Ses avocats et amis se sont pronncés sur les accusations qui pèsent sur elle, mais jusque-là, Mame Madior Boye a toujours préféré garder le silence, à l’image de la sérénité légendaire qu’on lui connaît.
Sept ans après le drame qui a coûté la vie à des milliers de personnes, l’ancien Premier ministre décide enfin de rompre le silence et de s’adresser à l’opinion publique nationale et internationale.
Dans les premiers mois ayant suivi le naufrage du bateau reliant Dakar à Ziguinchor, les associations des familles de victimes avaient saisi la justice sénégalaise pour que les responsabilités soient situées et que les sanctions requises en de pareilles circonstances soient prises.
L’enquête ouverte au Sénégal avait conclu à la responsabilité exclusive de l’équipage et de l’état-major du bateau, disparus dans la catastrophe, et avait été classée sans suite.
Non contentes de cette décision, les familles des victimes françaises avaient à leur tour saisi le parquet de Paris en 2003 et mis en cause, en plus du Premier ministre Mame Madior Boye, huit autres personnalités de l’Etat dont les ministres Youba Sambou (à l’époque chargé des Forces armées) et Youssoupha Sakho (chargé de l’Equipement et des Transports), le chef d’Etat Major des Armées Général Babacar Gaye, etc.
Le juge d’instruction français Jean-Wilfrid Noël, alors en charge de l’instruction ouverte à Evry, avait délivré neuf mandats d’arrêt internationaux contre Mame madior Boye et compagnie, avant d’être à son tour visé par un mandat d’arrêt international lancé par la justice sénégalaise pour « forfaiture » et « discrédit des institutions ».
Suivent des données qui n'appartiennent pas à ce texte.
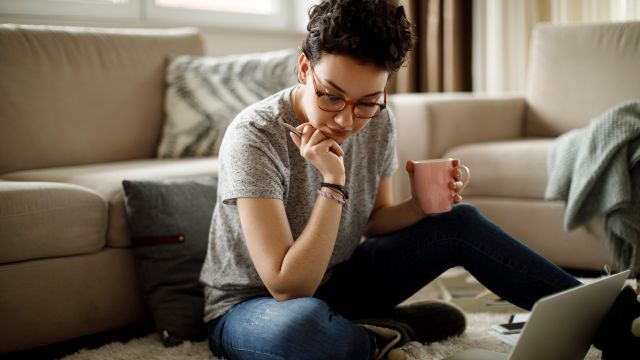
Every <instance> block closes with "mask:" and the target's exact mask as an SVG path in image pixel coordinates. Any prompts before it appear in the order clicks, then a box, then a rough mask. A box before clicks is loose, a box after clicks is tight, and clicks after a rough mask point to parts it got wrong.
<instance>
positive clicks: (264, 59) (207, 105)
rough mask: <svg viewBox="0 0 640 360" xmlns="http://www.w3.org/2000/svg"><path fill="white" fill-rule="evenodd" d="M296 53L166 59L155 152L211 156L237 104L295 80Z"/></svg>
mask: <svg viewBox="0 0 640 360" xmlns="http://www.w3.org/2000/svg"><path fill="white" fill-rule="evenodd" d="M297 55H298V54H297V52H296V51H294V50H280V51H272V52H264V53H255V54H244V55H232V56H225V57H198V56H189V55H181V56H176V57H174V58H172V59H170V63H169V66H168V68H167V75H166V82H167V90H166V96H165V114H166V115H165V116H166V117H165V122H164V128H163V133H162V139H161V141H160V145H159V147H158V151H157V156H158V157H159V158H180V157H201V156H215V155H217V154H218V150H219V148H220V142H221V141H222V136H223V135H224V132H225V130H226V128H227V126H228V125H229V123H230V122H231V120H233V118H234V117H235V116H236V115H237V114H238V113H239V112H240V111H241V110H242V109H244V108H245V107H247V106H249V105H251V104H253V103H255V102H257V101H259V100H262V99H264V98H266V97H267V96H269V95H271V94H274V93H276V92H278V91H280V90H282V89H284V88H286V87H289V86H292V85H294V84H295V83H296V76H295V72H294V69H295V65H296V61H297Z"/></svg>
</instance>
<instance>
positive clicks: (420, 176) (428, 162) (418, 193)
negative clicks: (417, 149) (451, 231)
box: [413, 159, 471, 214]
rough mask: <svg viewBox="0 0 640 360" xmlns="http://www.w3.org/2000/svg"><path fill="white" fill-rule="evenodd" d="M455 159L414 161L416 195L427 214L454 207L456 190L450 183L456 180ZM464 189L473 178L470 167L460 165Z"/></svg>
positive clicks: (414, 181)
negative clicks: (470, 171) (455, 189)
mask: <svg viewBox="0 0 640 360" xmlns="http://www.w3.org/2000/svg"><path fill="white" fill-rule="evenodd" d="M454 169H455V168H454V167H453V159H433V160H421V161H414V162H413V179H414V184H415V188H416V195H417V196H418V200H419V201H420V207H421V208H422V211H424V213H425V214H435V213H443V212H447V211H450V210H451V208H452V207H453V200H454V197H455V191H453V190H452V189H451V188H450V187H449V184H450V183H451V182H452V181H455V179H454V177H453V171H454ZM458 169H459V171H460V173H461V176H460V181H462V184H463V185H462V189H460V192H462V190H463V189H464V188H465V187H467V185H468V184H469V180H470V179H471V173H470V172H469V168H468V167H466V166H464V165H459V166H458Z"/></svg>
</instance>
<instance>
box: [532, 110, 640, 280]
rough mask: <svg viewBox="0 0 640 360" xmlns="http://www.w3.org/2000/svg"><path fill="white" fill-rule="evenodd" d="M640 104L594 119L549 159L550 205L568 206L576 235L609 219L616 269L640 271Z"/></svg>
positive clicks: (567, 228)
mask: <svg viewBox="0 0 640 360" xmlns="http://www.w3.org/2000/svg"><path fill="white" fill-rule="evenodd" d="M639 161H640V101H629V102H625V103H622V104H619V105H617V106H615V107H613V108H611V109H609V110H608V111H607V112H605V113H604V114H602V115H600V116H598V117H596V118H594V119H593V120H592V121H591V123H590V125H589V126H588V127H585V128H581V129H575V130H571V131H569V132H567V133H565V134H563V135H561V136H559V137H558V138H557V139H556V140H555V141H554V143H553V145H552V147H551V151H550V153H549V161H548V170H549V179H548V183H547V188H546V191H545V198H546V199H548V200H564V201H565V202H566V210H565V218H564V226H565V229H566V230H567V231H571V230H573V229H575V228H577V227H579V226H581V225H583V224H584V223H585V222H587V221H588V220H589V219H591V218H592V217H594V216H597V215H600V216H604V228H605V232H606V234H607V239H608V241H609V249H610V253H611V257H612V264H613V266H614V267H615V268H616V269H620V270H622V269H627V268H630V269H631V270H632V272H634V273H635V271H640V165H638V163H639Z"/></svg>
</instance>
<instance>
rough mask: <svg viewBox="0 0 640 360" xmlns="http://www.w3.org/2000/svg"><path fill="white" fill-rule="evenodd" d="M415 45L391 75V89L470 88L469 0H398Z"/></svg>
mask: <svg viewBox="0 0 640 360" xmlns="http://www.w3.org/2000/svg"><path fill="white" fill-rule="evenodd" d="M398 3H399V4H400V5H403V6H404V8H405V12H406V13H407V17H408V18H409V20H410V21H411V22H412V24H414V26H415V31H416V44H415V47H414V49H413V51H412V52H410V53H409V57H408V59H407V62H406V64H405V65H404V66H403V67H402V68H401V69H400V70H399V71H398V73H396V74H395V75H394V77H392V79H391V81H390V85H389V89H390V91H391V92H448V91H471V88H472V86H471V85H472V84H471V45H472V40H471V21H472V3H471V1H470V0H399V1H398Z"/></svg>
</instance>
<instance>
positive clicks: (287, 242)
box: [237, 197, 342, 301]
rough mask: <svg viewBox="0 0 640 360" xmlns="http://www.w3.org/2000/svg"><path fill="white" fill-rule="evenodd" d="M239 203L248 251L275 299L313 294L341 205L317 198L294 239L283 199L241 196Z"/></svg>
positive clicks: (316, 287)
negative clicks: (308, 214)
mask: <svg viewBox="0 0 640 360" xmlns="http://www.w3.org/2000/svg"><path fill="white" fill-rule="evenodd" d="M237 206H238V213H239V214H240V222H241V224H242V232H243V234H244V237H245V242H246V244H247V248H248V249H249V254H250V256H251V259H252V261H253V264H254V266H255V267H256V270H257V271H258V274H259V275H260V278H261V279H262V282H263V283H264V284H265V286H266V287H267V289H268V290H269V292H270V293H271V295H272V296H273V297H274V298H275V299H276V300H278V301H283V300H289V299H294V298H298V297H303V296H312V295H313V294H314V293H315V291H316V289H317V288H318V286H319V285H320V282H321V281H322V278H323V276H324V274H325V272H326V270H327V267H328V265H329V260H330V259H331V253H332V252H333V247H334V244H335V241H336V236H337V234H338V226H339V224H340V216H341V214H342V206H341V205H340V204H339V203H338V202H336V201H333V200H330V199H327V198H324V197H318V198H317V200H316V203H315V205H314V207H313V210H312V212H311V216H310V218H309V221H308V222H307V226H306V227H305V228H304V230H303V231H302V233H301V234H300V236H299V237H298V239H296V240H295V241H294V239H293V237H292V235H291V229H290V227H289V223H288V221H287V216H286V212H285V209H284V204H283V203H282V201H281V200H279V199H265V198H241V199H238V200H237Z"/></svg>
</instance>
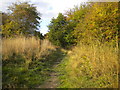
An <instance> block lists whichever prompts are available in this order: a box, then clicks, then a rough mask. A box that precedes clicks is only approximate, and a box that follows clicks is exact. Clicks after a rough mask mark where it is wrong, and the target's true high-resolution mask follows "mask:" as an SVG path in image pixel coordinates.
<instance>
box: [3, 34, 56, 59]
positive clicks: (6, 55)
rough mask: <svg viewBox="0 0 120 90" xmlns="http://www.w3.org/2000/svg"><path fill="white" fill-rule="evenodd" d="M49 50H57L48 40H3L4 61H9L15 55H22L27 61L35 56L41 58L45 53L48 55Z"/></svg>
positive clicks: (22, 37) (21, 39) (8, 39)
mask: <svg viewBox="0 0 120 90" xmlns="http://www.w3.org/2000/svg"><path fill="white" fill-rule="evenodd" d="M48 49H51V50H53V49H55V48H54V46H53V45H52V44H51V43H50V42H49V41H48V40H39V39H37V38H35V37H29V38H26V37H23V36H22V37H16V38H11V39H3V40H2V56H3V60H7V59H8V58H9V56H12V55H13V54H22V55H24V56H25V57H26V58H27V59H31V58H32V57H33V56H34V57H36V58H39V57H40V56H41V55H43V54H44V53H45V54H46V55H47V53H48V52H47V50H48Z"/></svg>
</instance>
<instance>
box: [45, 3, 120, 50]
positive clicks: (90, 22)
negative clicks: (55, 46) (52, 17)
mask: <svg viewBox="0 0 120 90" xmlns="http://www.w3.org/2000/svg"><path fill="white" fill-rule="evenodd" d="M118 14H119V13H118V2H104V3H103V2H91V3H90V2H87V3H84V4H81V5H80V6H76V7H74V8H73V9H70V10H68V11H66V13H65V14H62V13H59V14H58V17H57V18H53V19H52V20H51V23H50V24H49V26H48V28H49V32H48V34H47V36H48V39H49V40H50V41H51V42H52V43H53V44H55V45H58V46H61V47H64V48H69V47H71V46H73V45H76V44H77V43H79V42H82V43H85V44H90V43H91V42H92V41H93V42H99V43H114V44H117V41H118V26H119V25H118V19H119V15H118Z"/></svg>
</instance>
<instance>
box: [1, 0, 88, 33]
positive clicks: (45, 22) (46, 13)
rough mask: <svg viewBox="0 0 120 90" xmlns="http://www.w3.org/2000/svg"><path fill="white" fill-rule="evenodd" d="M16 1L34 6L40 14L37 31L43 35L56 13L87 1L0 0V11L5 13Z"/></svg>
mask: <svg viewBox="0 0 120 90" xmlns="http://www.w3.org/2000/svg"><path fill="white" fill-rule="evenodd" d="M18 1H29V2H30V3H32V4H35V6H36V7H37V11H38V12H40V13H41V14H42V15H41V21H42V22H41V23H40V28H39V30H40V32H41V33H42V34H45V33H47V32H48V28H47V26H48V25H49V24H50V21H51V19H52V18H53V17H54V18H56V17H57V15H58V13H65V11H67V10H69V9H70V8H73V7H74V6H75V5H80V3H81V2H86V1H87V0H0V10H2V11H3V12H7V9H8V8H7V7H8V6H10V5H11V4H12V3H14V2H18Z"/></svg>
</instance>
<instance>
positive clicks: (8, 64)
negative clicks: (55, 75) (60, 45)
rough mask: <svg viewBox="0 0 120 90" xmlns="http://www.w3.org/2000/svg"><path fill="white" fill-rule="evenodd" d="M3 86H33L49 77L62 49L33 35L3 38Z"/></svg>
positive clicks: (34, 87)
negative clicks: (41, 40)
mask: <svg viewBox="0 0 120 90" xmlns="http://www.w3.org/2000/svg"><path fill="white" fill-rule="evenodd" d="M2 46H3V50H2V56H3V58H2V66H3V70H2V72H3V75H2V76H3V79H2V82H3V83H2V86H3V88H35V87H38V86H39V85H40V84H42V83H43V82H44V81H45V80H46V79H48V78H49V75H50V72H51V68H52V66H53V64H54V62H55V61H56V60H57V58H58V56H59V57H61V55H62V51H60V49H57V48H56V47H55V46H53V45H51V43H50V42H49V41H47V40H44V41H40V40H39V39H36V38H34V37H29V38H25V37H18V38H12V39H3V42H2Z"/></svg>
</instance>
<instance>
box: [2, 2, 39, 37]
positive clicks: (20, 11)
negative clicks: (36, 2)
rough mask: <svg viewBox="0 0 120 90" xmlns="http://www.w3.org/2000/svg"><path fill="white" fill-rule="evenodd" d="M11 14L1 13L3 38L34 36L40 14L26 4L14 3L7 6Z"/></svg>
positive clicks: (20, 3)
mask: <svg viewBox="0 0 120 90" xmlns="http://www.w3.org/2000/svg"><path fill="white" fill-rule="evenodd" d="M9 11H11V13H9V14H8V13H3V14H2V17H3V25H2V32H3V33H2V34H3V36H4V37H13V36H16V35H20V34H22V35H28V34H34V33H35V31H36V30H37V27H38V26H39V24H40V22H39V20H40V19H41V18H40V14H39V13H38V12H37V10H36V7H35V6H34V5H33V4H29V3H28V2H23V3H21V2H20V3H14V4H12V5H11V6H9Z"/></svg>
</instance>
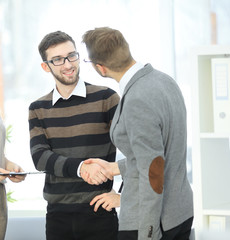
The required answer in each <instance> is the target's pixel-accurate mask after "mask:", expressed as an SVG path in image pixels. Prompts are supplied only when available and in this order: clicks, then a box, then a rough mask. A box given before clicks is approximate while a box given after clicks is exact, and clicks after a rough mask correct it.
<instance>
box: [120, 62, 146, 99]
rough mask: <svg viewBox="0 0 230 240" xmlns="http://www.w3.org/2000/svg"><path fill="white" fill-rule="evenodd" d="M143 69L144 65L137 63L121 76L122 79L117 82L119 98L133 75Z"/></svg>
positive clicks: (123, 91)
mask: <svg viewBox="0 0 230 240" xmlns="http://www.w3.org/2000/svg"><path fill="white" fill-rule="evenodd" d="M143 67H144V64H142V63H139V62H137V63H135V64H134V65H133V66H132V67H131V68H130V69H129V70H128V71H127V72H126V73H125V74H124V75H123V77H122V78H121V80H120V82H119V88H120V94H121V96H122V95H123V93H124V90H125V87H126V85H127V84H128V82H129V81H130V80H131V78H132V77H133V75H134V74H135V73H136V72H137V71H139V70H140V69H141V68H143Z"/></svg>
Le 16 juin dernier, la chambre de l’instruction de la cour d’appel de Paris, prononce l’annulation des mandats d’arrêts délivrés le 12 septembre 2008 par le juge d’Evry, contre l’ancien Premier ministre, et l’ex-ministre des forces armées Youba Sambou. Cette instance judiciaire avait estimé que ces deux personnes bénéficient d’une immunité liée à leurs fonctions.
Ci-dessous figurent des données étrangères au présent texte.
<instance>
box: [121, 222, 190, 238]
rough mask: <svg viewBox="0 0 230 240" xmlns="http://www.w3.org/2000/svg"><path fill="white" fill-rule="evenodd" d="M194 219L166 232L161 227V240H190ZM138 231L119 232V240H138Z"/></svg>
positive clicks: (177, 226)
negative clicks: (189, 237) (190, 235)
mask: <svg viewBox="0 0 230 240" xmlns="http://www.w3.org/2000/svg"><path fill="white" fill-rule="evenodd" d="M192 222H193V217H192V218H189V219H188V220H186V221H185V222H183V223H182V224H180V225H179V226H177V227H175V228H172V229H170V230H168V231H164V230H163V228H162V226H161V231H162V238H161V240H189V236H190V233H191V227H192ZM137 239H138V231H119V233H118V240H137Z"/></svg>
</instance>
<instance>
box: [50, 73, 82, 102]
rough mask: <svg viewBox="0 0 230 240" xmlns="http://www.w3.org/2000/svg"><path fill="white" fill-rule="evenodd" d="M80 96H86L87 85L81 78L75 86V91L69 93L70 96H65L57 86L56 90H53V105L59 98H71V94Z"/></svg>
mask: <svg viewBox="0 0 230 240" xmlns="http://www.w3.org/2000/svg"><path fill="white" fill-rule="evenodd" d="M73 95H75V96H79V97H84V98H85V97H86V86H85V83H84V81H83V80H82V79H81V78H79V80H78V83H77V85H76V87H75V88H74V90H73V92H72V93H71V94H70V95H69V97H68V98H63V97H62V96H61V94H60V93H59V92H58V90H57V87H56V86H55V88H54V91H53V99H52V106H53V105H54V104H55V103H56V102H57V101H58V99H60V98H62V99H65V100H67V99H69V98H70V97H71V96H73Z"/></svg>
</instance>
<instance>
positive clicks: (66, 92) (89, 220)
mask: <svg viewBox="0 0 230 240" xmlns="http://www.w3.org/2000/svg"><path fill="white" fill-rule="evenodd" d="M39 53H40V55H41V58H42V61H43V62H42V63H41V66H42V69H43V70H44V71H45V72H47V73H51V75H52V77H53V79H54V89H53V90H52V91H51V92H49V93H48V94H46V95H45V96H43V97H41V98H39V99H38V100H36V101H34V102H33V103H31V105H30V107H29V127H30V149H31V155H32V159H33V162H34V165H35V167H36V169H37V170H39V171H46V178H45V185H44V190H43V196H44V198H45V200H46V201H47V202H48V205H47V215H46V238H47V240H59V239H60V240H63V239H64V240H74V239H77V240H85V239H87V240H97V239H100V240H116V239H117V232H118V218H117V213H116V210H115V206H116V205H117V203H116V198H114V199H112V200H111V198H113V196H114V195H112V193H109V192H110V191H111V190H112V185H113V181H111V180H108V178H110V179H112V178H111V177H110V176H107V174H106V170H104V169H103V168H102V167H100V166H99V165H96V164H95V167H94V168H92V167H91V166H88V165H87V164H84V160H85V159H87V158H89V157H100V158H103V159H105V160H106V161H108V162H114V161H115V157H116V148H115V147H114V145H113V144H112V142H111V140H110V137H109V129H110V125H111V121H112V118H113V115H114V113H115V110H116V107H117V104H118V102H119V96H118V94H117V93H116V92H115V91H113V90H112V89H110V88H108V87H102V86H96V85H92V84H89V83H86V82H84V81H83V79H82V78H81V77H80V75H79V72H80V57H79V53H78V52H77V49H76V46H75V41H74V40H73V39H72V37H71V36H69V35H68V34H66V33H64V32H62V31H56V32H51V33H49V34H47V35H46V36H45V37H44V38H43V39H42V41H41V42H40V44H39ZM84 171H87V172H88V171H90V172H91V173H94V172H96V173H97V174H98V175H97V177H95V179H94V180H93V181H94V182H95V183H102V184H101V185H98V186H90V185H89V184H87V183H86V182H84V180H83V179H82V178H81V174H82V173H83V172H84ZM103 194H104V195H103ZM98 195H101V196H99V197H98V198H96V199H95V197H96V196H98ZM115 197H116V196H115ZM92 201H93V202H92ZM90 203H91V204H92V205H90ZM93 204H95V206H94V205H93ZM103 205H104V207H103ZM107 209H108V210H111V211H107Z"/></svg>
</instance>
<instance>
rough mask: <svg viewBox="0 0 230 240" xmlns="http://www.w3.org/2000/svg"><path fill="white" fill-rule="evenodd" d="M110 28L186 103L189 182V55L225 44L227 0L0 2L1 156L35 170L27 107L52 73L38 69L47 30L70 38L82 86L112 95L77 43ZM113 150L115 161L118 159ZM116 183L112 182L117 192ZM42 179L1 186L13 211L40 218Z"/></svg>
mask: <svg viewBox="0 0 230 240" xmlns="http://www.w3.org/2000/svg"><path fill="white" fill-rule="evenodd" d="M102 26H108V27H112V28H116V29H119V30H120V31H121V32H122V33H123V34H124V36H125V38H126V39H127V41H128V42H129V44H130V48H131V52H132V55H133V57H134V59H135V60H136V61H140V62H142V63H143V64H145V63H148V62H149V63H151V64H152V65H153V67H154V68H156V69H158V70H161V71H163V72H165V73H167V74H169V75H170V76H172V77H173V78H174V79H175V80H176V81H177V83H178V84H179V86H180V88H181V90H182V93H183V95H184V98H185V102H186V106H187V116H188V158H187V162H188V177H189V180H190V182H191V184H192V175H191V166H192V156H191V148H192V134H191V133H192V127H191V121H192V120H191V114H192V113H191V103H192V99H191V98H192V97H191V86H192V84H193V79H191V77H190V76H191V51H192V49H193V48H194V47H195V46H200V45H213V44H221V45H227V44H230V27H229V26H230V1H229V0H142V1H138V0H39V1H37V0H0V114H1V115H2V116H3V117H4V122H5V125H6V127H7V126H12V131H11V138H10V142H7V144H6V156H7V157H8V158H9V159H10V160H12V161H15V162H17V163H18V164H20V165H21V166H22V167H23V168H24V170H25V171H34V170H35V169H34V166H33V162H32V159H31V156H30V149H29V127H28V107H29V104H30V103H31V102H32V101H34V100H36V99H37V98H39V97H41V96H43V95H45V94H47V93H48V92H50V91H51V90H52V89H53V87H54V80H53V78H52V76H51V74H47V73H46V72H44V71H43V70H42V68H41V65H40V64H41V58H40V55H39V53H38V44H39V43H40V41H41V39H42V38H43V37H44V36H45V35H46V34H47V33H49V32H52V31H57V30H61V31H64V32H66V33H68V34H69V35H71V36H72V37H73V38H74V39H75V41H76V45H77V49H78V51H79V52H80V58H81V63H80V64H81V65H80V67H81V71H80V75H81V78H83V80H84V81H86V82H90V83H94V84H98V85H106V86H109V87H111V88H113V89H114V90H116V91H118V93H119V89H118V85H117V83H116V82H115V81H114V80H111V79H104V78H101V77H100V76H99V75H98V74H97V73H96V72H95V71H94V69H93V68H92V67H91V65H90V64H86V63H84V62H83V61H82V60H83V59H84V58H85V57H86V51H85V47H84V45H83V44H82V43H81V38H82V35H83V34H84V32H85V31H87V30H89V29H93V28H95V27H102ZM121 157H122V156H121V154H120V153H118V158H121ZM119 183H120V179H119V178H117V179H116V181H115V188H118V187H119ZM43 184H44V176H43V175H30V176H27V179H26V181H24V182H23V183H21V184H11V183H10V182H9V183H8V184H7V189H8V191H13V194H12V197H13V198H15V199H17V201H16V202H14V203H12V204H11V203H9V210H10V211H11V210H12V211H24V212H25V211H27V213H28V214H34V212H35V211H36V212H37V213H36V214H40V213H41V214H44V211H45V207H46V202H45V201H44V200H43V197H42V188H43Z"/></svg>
Une décision contestée par l’Association des familles de victimes françaises, qui a ainsi formé un pourvoi en cassation, soutenue dans cette démarche par la Fédération nationale des victimes d’accidents collectifs (Fenvac).
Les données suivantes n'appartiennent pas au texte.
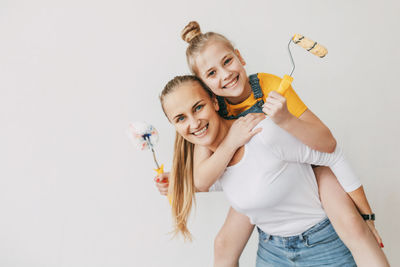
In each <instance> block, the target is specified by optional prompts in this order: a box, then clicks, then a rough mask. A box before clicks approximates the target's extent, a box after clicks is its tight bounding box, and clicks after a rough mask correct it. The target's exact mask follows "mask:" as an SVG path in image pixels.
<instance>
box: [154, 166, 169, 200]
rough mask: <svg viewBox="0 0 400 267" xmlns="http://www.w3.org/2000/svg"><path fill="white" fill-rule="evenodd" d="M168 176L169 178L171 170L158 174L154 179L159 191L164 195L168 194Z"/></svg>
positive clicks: (167, 194)
mask: <svg viewBox="0 0 400 267" xmlns="http://www.w3.org/2000/svg"><path fill="white" fill-rule="evenodd" d="M168 178H169V172H164V173H162V174H159V175H157V176H156V177H155V178H154V181H155V182H156V187H157V189H158V191H160V194H161V195H163V196H166V195H168V185H169V182H168Z"/></svg>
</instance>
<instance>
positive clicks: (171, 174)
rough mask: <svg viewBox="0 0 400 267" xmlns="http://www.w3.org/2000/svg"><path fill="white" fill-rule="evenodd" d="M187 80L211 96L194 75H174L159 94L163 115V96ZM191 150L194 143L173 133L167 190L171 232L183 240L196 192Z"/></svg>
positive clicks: (209, 92) (163, 106) (170, 92)
mask: <svg viewBox="0 0 400 267" xmlns="http://www.w3.org/2000/svg"><path fill="white" fill-rule="evenodd" d="M187 82H198V83H199V84H200V85H201V86H202V87H203V88H204V90H206V91H207V92H208V94H209V95H210V97H212V96H213V94H212V92H211V91H210V90H209V89H208V87H207V86H206V85H205V84H204V83H203V82H202V81H201V80H200V79H199V78H197V77H196V76H193V75H184V76H176V77H175V78H174V79H172V80H171V81H169V82H168V83H167V85H166V86H165V87H164V89H163V91H162V92H161V94H160V101H161V106H162V109H163V111H164V114H165V115H166V113H165V110H164V98H165V96H166V95H168V94H170V93H172V92H173V91H174V90H175V89H176V88H178V87H179V86H180V85H182V84H184V83H187ZM193 152H194V144H192V143H190V142H188V141H187V140H186V139H184V138H183V137H182V136H181V135H180V134H179V133H178V132H177V133H176V134H175V145H174V157H173V163H172V170H171V174H170V177H169V188H168V192H169V195H170V199H171V200H172V217H173V220H174V230H173V233H174V235H177V234H179V233H181V234H182V235H183V237H184V238H185V240H186V239H189V240H191V239H192V235H191V234H190V232H189V229H188V228H187V221H188V218H189V215H190V211H191V209H192V206H193V203H195V198H194V195H195V193H196V188H195V186H194V179H193Z"/></svg>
« Le Joola » avait chaviré au large de la Gambie le 26 septembre 2002, alors qu’il reliait Ziguinchor, la principale ville de Casamance, à Dakar.
La catastrophe avait fait 1.863 morts et disparus (dont 22 ressortissants français), selon le bilan officiel, plus de 2.000 selon les associations de familles de victimes, soit plus que le naufrage du Titanic (1.500 morts). Seules 64 personnes avaient survécu.
Pour une première sortie publique sur l’affaire depuis cet accident tragique et les poursuites judiciaires qui s’en sont suivies, Mame Madior Boye entend faire, d’après nos sources, une importante déclaration à l’attention de ses compatriotes et de l’opinion publique internationale.